Floating point numbers are represented in terms of a base $\beta$, a precision $p$, and an exponent $e$. If $\beta=10$ and $p=2$, then the number $0.034$ can be represented as $3.4\times 10^{-2}$. With this representation, its exponent is $e=-2$. With this specification, floating point numbers are not unique, as this same number can be represented as $34\times 10^{-3}$ or $0.34\times 10^{-1}$. Thus, we typically take a floating point number to have the specific form $$ \pm(d_0+d_1\beta^{-1}+\cdots+d_{p-1}\beta^{-(p-1)})\beta^e, $$ where each $d_i$ is an integer in $[0,\beta)$ and $d_0\neq0$. Such a representation is said to be a normalized floating point number.
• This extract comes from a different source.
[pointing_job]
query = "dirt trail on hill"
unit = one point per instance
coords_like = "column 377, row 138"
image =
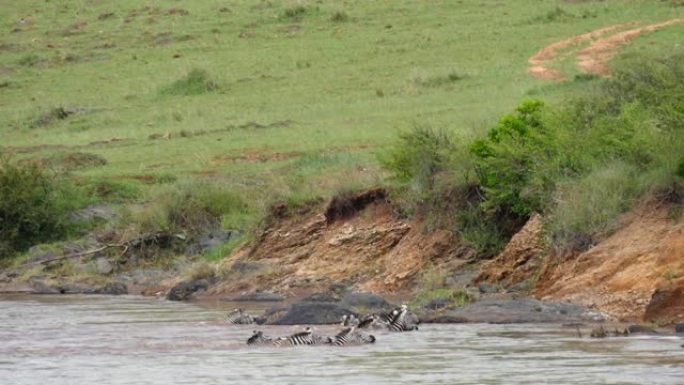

Computers work more naturally in binary (or base 2) and most are hardwired this way. Thus, in the equation above, we have $\beta=2$ and each digit $d_i$ is zero or one. Taking this into account, here are some easily representable numbers with $p=5$ and $-5\leq e \leq 5$:

  • $8 = 1.0000 \times 2^3 = 1000_{\dot 2}0$
  • $\frac{1}{4} = 1.0000 \times 2^{-2} = 0_{\dot 2}01$
  • $\frac{5}{16} = 1.0100 \times 2^{-2} = 0_{\dot 2}0101$
  • $42 = 1.0101 \times 2^{5} = 101010_{\dot 2}$

64 bit IEEE numbers

The IEEE standard for double precision floating point numbers specifies that 64 bits be used to represent the number. Specifically, it requires

  • $1$ bit for the sign $s$.
  • $11$ bits for the exponent $e$ giving a range of $2^{11} = 2048$ choices for the exponent, which is assumed to be between $-1023$ and $1024$.
  • $53$ bits for the significant or mantissa $c=1.d_1d_2\cdots d_{52}$.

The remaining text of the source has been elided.